Guatemala  has more than 90 protected areas encompassing about 28 percent of the country’s total land area. Among the different types of protected areas are biosphere reserves, national parks, biotopes, natural monuments, wildlife refuges, and private nature reserves. Several of these are encompassed within larger areas, as is the case with the national parks and biotopes making up the larger Maya Biosphere Reserve .
Most of Guatemala’s protected areas, including the biosphere reserves, have been created since 1990. All of Guatemala’s volcanoes are protected areas. There are also laws in effect to protect endangered wildlife species; among these are Guatemala’s big cats and parrots.

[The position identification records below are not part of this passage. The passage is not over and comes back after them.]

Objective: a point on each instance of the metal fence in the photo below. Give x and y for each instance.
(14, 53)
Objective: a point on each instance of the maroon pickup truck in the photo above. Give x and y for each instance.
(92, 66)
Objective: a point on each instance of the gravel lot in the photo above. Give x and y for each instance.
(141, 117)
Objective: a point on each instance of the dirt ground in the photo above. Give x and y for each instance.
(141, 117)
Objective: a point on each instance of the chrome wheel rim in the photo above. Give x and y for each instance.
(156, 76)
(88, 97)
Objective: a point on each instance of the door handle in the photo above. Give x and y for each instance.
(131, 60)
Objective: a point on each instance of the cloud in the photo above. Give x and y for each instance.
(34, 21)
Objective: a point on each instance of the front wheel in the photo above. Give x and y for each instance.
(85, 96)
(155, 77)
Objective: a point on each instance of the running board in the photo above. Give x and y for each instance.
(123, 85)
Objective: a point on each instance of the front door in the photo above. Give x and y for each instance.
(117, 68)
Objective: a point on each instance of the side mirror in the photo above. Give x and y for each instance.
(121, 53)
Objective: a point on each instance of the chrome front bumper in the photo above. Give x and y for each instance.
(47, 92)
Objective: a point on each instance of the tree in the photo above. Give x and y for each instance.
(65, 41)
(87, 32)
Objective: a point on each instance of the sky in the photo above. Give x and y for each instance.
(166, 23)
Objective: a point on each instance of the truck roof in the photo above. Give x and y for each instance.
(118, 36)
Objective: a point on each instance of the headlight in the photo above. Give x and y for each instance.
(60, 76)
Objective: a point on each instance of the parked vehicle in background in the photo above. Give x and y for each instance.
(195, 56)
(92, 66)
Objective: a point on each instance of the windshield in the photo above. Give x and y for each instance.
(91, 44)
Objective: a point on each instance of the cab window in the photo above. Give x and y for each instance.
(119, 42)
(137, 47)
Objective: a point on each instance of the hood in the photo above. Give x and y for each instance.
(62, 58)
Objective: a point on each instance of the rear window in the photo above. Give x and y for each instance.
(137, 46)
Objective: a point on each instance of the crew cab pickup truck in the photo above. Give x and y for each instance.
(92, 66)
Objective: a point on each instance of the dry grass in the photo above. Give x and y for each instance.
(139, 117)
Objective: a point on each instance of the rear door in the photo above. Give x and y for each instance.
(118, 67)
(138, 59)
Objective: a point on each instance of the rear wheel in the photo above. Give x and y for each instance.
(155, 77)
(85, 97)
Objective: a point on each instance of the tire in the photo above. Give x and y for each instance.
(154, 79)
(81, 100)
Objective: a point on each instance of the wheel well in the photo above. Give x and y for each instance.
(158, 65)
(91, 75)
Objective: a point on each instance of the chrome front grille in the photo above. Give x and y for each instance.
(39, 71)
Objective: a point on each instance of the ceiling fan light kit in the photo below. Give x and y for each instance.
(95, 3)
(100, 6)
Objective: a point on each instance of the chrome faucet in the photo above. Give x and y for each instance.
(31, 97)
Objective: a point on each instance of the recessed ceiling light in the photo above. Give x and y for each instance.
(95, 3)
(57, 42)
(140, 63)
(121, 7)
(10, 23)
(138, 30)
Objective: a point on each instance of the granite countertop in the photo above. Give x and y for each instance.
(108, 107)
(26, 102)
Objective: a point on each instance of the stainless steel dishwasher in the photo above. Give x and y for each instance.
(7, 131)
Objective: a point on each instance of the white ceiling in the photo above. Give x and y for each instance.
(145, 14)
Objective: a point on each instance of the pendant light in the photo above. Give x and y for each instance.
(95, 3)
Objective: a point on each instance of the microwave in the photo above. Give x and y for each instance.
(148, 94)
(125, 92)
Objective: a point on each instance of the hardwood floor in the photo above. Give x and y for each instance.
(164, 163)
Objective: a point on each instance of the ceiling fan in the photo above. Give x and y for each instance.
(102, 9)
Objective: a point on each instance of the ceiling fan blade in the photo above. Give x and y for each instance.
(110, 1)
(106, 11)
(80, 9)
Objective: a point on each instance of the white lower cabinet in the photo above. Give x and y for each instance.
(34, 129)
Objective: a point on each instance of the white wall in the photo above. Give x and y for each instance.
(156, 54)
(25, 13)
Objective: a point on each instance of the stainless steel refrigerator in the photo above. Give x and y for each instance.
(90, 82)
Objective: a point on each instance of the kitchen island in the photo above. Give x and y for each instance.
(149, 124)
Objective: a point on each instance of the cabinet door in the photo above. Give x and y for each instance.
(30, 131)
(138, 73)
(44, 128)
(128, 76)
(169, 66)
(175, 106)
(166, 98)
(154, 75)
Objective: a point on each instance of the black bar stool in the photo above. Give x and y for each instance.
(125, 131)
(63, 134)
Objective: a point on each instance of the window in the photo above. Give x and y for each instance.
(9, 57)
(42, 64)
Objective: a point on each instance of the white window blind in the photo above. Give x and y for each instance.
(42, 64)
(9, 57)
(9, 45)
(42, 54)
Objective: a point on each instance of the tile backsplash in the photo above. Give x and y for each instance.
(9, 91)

The National Protected Areas Council (CONAP) is the entity charged with administering Guatemala’s protected areas. It was created in 1990, along with the National Environmental Commission (CONAMA), which oversees broader environmental matters and was replaced in 2000 by the Ministry of the Environment and Natural Resources (MARN). CONAP has been historically underfunded and understaffed, leaving few resources with which to protect vast areas of land from invasion. Private conservation groups have stepped in to assist CONAP in its mandate and there are now several parks coadministered or primarily administered by private organizations. A specially trained police force began operating in Guatemala’s protected areas in 2005, particularly in the Maya Biosphere Reserve, aided by M-16s and AK-47s to combat well-armed timber and wildlife poachers. All the parks have at least rudimentary ranger stations. In an ongoing effort to attract more park visitation, many have excellent facilities for guest accommodations and well-marked trails.